The possibilities raised by this artistic strategy of choreographing an audience - or "making people do things" as Blue put it - also fed into numerous other works, both in the context of Master's studies at the Royal Academy and during residencies. A remote location in Scotland informed a residency project involving the artist studying techniques of dry-stone walling, eventually segmenting an exhibition space with bespoke barriers, then providing equally bespoke stiles so that the borders could be traversed; a project that engaging with the politics of enclosure, access and compartmentalisation. Another project returned to themes of occultism and the paranormal, embracing the loaded work 'ghost' as part of a staged investigation into the haunting of the Royal Academy Archive. As well as providing routes back into more conventional making processes (lithographs and etchings), the project again involved the artist undertaking training (this time as a paranormal investigator), as well as the use of invented logos that served as stand-ins for the artist's activities: a kind of alter-ego or elements of a fictional mythology that also function as a device of authority for an unknown governing body. An interest in the power of such symbolic entities underpinned another work made at this time, Vigil: Participatory Observation and Fieldwork - An Investigation into Haunted Space, Psychometry and Spectatorship. The work constituted a form of social experiment wherein an invited audience assumes the role of a communal 'receptor' for unexpected or extraordinary events. With many of the features of a rigorous scientific experiment, the project incorporated the gallery space/educational environment both as a space of critique and a site rich with art historical associations.

Blue's MA show at the Royal Academy saw a return to the use of vinyl cut-outs, this time applied as expansive patterning more concerned with architecture and volumetric space. Large stud walls were built to occupy the exhibition space, with rotating sections serving as both doors and barriers, delicately undermining people's perceptions of the environment and how it was to be navigated.
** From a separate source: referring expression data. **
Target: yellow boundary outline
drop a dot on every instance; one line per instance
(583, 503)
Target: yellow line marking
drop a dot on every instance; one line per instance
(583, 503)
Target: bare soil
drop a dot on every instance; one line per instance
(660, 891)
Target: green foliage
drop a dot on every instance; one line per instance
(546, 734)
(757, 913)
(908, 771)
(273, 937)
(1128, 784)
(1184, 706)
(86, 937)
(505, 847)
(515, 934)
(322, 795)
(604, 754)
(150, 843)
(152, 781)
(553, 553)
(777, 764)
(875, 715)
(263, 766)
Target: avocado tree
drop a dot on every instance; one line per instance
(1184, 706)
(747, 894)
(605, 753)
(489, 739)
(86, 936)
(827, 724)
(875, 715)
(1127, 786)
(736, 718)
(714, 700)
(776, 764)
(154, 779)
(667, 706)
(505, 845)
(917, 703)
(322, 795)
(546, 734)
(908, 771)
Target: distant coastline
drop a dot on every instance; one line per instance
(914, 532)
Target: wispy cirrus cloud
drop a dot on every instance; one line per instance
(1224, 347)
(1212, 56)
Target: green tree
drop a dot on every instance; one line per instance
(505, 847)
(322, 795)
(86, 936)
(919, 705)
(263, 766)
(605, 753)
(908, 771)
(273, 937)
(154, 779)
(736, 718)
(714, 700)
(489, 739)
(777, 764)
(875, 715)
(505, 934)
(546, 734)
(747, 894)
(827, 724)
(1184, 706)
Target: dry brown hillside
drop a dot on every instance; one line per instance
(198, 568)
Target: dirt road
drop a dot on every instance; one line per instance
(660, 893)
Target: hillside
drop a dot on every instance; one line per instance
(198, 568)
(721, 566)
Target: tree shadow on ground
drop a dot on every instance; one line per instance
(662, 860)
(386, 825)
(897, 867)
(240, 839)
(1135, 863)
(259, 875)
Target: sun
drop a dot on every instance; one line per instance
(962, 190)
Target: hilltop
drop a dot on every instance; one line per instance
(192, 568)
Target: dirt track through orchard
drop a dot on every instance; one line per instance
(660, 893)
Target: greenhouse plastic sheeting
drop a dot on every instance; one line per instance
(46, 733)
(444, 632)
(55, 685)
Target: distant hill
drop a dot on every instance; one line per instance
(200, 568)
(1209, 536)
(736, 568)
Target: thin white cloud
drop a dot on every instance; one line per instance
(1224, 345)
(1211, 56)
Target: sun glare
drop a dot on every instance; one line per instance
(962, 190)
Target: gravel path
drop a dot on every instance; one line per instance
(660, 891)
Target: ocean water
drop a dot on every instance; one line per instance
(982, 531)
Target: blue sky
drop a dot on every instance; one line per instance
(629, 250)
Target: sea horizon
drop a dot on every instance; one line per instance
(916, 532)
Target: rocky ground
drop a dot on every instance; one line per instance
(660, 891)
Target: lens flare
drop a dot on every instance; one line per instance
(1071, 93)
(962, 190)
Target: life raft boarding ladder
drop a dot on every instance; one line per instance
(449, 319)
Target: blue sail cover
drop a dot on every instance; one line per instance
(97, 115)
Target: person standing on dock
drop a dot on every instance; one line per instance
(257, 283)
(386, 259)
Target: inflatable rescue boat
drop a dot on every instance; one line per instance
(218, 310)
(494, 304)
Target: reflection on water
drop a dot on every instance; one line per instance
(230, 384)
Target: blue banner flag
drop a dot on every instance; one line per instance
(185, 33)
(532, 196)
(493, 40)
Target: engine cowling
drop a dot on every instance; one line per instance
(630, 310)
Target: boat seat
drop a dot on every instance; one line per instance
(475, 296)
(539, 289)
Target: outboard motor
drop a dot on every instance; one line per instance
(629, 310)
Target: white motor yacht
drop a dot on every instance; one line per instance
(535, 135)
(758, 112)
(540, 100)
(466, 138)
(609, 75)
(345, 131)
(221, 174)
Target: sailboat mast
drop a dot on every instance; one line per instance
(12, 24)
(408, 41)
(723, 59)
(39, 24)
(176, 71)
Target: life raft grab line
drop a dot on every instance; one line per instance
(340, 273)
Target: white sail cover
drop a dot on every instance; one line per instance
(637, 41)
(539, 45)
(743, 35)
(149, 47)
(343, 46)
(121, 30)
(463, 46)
In this work and others associated with it, the monochromatic palette (one that has been insistent in much of Blue's work) recalled an influence of modernist abstraction, minimal and modular sculptural forms, and even the performance spaces constructed by Bruce Nauman.

Blue concluded the talk by discussing more recent exhibitions involving the use of GPS technology and audio installation, combining her interest in visual patterning with the potential of aesthetic "noise". The focus has shifted to emergent forms, finding a balance between material environments or built things with other, immaterial phenomena that might only be teased out or made to resound through interventions into perception.